On the day that Pa nearly drowns Ma in a tub of washing water, the children and their mother escape into the cane fields to wait out Pa's rage. But eight-year-old Rama, catches a chill in the rain and falls ill. What follows is a tale of the inheritance of loss. It contains a heart-stopping intensity that places it as one of the greatest Caribbean novels ever...

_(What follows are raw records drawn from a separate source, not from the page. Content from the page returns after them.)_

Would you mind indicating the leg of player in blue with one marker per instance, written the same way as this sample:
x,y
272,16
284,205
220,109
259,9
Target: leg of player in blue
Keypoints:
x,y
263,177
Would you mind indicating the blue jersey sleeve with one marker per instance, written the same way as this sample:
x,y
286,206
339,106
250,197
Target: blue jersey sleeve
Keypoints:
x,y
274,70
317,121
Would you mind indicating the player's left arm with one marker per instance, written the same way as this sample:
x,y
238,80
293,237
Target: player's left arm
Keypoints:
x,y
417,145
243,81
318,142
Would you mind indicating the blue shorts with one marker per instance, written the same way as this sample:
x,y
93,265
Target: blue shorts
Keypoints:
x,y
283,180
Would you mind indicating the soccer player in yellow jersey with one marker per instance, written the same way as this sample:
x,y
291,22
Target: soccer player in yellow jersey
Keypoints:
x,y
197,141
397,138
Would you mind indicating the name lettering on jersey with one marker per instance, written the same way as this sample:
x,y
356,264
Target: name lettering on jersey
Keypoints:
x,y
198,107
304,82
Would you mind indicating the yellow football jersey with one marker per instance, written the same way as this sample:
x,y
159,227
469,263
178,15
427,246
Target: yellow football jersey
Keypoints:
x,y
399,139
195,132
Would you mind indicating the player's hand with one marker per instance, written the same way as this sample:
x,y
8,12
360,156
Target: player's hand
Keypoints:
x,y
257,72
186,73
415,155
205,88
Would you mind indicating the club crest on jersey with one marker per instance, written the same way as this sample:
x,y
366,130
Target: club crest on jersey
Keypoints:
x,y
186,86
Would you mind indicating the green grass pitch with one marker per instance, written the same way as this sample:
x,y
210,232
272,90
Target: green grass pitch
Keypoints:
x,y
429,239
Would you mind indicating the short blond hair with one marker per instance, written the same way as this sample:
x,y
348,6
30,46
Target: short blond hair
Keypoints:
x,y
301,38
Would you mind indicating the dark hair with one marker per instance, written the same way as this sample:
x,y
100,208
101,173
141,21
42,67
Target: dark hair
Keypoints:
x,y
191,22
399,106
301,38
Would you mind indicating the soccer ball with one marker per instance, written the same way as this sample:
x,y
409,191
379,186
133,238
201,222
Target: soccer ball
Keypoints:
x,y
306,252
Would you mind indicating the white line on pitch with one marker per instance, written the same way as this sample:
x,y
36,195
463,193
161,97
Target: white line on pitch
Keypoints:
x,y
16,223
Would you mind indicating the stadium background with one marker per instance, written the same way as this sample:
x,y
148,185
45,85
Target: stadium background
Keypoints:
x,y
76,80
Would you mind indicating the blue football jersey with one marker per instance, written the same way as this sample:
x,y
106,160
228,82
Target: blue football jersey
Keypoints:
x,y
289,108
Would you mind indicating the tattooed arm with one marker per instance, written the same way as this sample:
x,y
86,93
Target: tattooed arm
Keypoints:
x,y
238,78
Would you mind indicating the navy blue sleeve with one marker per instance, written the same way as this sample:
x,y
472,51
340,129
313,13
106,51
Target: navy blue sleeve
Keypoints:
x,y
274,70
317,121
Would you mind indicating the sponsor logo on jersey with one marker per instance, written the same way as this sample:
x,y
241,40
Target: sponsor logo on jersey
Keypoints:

Harold Sonny Ladoo was born in Trinidad in 1945 and emigrated to Toronto in 1968 with his wife and two children. In 1972 he graduated from the University of Toronto and his first novel, No Pain Like This Body
, was published, earning Ladoo immediate recognition as a new literary talent. The following year he returned to Trinidad to settle a land dispute but was murdered. He was just twenty-eight. His second novel, Yesterdays
, was published posthumously in 1974.
Monique Roffey was born in Port of Spain, Trinidad. She is the author of seven novels and a memoir. The Mermaid of Black Conch won the Costa Book of the Year and the Costa Novel Award 2020. It was shortlisted for the Rathbones Folio Prize 2021, the Goldsmiths Prize 2020 and the Republic of Consciousness Prize 2021, and longlisted for the Orwell Prize, the Ondaatje Prize and the OCM Bocas Prize for Caribbean Literature 2021. Her highly acclaimed previous books are sun dog, The White Woman on the Green Bicycle (shortlisted for the Orange Prize for Fiction 2010), Archipelago (winner of the OCM Bocas Award for Caribbean Literature 2013), House of Ashes (shortlisted for the Costa Novel Award 2014), The Tryst and With the Kisses of His Mouth. Monique Roffey is a Senior Lecturer at the Manchester Writing School at Manchester Metropolitan University and a tutor for the National Writers Centre.